The 50th Walker Cup concluded at Cypress Point in California on Sunday. The USA won by 17 points to 9. That was no surprise. Great Britain & Ireland have only won nine of those 50 matches, only two of them in America. When GB&I took a 3-1 lead after the opening session of foursomes on Saturday, there was hope. Of course, it’s always the hope that kills you. The US won five of the eight singles that afternoon and I suspect very few people outside the away locker room gave its inhabitants much hope on Sunday.

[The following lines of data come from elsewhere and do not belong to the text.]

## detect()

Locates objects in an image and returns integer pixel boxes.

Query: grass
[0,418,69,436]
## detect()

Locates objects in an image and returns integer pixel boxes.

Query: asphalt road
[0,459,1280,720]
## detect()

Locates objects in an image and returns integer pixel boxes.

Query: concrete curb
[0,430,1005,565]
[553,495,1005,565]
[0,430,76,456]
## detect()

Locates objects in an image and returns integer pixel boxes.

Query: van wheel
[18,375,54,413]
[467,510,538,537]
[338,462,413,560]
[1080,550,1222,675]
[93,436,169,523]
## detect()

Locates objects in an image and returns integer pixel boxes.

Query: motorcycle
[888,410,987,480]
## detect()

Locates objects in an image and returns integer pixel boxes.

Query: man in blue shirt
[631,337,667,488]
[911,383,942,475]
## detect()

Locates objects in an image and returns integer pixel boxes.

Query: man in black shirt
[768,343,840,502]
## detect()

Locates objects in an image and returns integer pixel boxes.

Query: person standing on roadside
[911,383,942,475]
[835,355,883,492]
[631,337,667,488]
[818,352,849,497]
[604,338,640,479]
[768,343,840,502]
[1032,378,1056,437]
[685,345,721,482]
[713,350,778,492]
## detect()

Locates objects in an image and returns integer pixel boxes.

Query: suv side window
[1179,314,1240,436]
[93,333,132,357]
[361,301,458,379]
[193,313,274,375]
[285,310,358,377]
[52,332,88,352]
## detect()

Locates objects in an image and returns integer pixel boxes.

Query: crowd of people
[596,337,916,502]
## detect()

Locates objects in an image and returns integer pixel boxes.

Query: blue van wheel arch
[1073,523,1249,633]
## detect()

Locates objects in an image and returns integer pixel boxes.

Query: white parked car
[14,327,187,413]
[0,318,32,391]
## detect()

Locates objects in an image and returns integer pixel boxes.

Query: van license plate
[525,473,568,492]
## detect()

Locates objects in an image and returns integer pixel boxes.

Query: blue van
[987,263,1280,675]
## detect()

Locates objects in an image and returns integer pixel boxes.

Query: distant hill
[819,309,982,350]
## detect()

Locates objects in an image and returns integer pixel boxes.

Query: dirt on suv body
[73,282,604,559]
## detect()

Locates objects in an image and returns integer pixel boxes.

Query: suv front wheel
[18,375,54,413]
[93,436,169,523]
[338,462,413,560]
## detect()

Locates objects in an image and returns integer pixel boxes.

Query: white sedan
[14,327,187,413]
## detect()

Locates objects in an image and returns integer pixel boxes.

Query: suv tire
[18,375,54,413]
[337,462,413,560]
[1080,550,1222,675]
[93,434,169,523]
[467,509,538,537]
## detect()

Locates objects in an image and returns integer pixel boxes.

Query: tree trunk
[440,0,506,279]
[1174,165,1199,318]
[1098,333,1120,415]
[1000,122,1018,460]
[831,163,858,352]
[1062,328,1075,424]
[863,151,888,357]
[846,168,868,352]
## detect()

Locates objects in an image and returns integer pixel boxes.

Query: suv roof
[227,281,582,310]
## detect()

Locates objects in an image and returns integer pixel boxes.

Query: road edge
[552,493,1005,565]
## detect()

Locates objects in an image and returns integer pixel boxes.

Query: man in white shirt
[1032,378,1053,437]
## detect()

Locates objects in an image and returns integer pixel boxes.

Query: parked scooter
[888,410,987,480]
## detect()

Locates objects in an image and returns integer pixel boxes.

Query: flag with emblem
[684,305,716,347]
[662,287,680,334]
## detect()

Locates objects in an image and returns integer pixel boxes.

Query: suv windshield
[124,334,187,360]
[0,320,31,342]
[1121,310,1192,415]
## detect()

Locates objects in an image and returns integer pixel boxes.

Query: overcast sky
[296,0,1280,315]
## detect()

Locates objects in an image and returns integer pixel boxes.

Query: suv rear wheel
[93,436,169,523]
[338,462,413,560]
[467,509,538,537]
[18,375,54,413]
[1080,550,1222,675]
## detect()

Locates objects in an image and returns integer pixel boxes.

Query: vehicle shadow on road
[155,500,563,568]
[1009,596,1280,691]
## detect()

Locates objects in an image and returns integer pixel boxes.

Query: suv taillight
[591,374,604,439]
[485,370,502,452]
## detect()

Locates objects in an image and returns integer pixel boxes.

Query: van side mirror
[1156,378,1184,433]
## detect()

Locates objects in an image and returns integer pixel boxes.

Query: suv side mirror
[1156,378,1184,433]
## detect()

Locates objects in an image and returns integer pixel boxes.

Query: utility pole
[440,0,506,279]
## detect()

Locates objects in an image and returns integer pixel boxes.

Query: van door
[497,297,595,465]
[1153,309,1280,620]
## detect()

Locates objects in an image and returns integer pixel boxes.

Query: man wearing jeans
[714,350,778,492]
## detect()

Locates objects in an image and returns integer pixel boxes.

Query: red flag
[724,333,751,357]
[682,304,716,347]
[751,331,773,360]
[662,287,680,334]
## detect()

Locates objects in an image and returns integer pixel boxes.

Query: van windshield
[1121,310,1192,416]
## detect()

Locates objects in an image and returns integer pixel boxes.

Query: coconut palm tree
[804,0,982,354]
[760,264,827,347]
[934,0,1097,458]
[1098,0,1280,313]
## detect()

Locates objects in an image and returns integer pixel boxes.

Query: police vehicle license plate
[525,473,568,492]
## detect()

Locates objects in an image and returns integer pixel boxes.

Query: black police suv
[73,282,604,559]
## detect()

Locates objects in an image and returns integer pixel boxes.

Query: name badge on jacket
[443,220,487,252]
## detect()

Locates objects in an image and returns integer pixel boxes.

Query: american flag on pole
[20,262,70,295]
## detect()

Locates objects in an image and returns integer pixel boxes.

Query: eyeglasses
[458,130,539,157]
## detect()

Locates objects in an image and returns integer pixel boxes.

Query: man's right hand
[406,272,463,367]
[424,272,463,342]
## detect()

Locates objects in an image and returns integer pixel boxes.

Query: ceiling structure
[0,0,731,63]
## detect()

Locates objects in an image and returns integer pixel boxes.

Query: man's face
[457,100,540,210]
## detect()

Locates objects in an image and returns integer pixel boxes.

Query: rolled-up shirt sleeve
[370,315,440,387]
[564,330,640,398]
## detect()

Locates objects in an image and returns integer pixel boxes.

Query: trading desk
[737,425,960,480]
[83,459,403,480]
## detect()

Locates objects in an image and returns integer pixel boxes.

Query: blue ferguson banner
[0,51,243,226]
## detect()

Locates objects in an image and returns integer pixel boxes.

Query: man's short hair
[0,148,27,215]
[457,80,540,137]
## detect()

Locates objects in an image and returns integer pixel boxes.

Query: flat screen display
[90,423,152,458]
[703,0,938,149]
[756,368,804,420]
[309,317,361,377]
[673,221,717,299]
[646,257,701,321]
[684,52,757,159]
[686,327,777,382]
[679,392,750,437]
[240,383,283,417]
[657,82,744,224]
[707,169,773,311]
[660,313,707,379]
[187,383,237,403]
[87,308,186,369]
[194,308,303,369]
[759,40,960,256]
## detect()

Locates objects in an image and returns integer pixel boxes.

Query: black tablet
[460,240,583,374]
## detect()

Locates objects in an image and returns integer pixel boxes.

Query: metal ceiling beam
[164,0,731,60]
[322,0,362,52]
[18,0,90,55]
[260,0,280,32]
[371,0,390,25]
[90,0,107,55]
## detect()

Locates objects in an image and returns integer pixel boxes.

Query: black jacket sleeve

This blog, however, is about the venue rather than the victors or the visitors. Cypress Point is one of the most beautiful courses on earth. It has been called ‘the Sistine Chapel of Golf’. The course lies within the Del Monte Forest, or at least it does until it arrives at the Pacific coastline. The landscape offers a spectacular contrast between the emerald grasses of the course and the chalky white sand of the imposing dunes, a vision enhanced by the intermittent appearance on the scene of the extraordinary Monterey cypress trees. The overall sight induced the American writer, O.B. Keeler, to describe the course as “the crystallisation of the dream of an artist who had been drinking gin and sobering up on absinthe”. So not your average afternoon at Wetherspoon’s.

Keeler was effectively the official biographer of Bobby Jones, the golfer who achieved the original Grand Slam in 1930. Jones was also the founder of Augusta National, and Cypress Point played a significant role in its creation. Jones was shockingly knocked out in the first round of the US Amateur Championship in 1929. That was at Pebble Beach. With some unexpected spare time on his hands, Jones took his sticks a mile down the road to Cypress Point. He loved what he saw and commissioned its architect to work on his own new course in Georgia. That man was Alister MacKenzie, who only got the gig at Cypress after the death of the club’s first choice, Seth Raynor. Such can be fate.

Like many par-72 layouts, Cypress has four par-fives and four par-threes. But other courses don’t have them like this. Three of the fives come in the first six holes, two of them in succession. By the 10th that’s the end of them. The most famous holes are the three beside the ocean. The 15th and 16th are consecutive par-threes, the first being a pitch to a well-protected green and the latter requiring a hearty blast with something big to make the carry over the Pacific. The 17th may be the best hole of them all; a drive over the water followed by an approach which also flirts with the briny.

It has to be said that the 18th is something of an anti-climax. It’s an uphill dogleg to the right, perhaps reminiscent of nowhere more than…the 18th at the MacKenzie-designed Augusta National. Jimmy Demaret, who won the Masters there on three occasions, called Cypress “the best 17-hole course in the world”. It’s a rather back-handed compliment and this glorious course deserves better than that, but I get what he meant.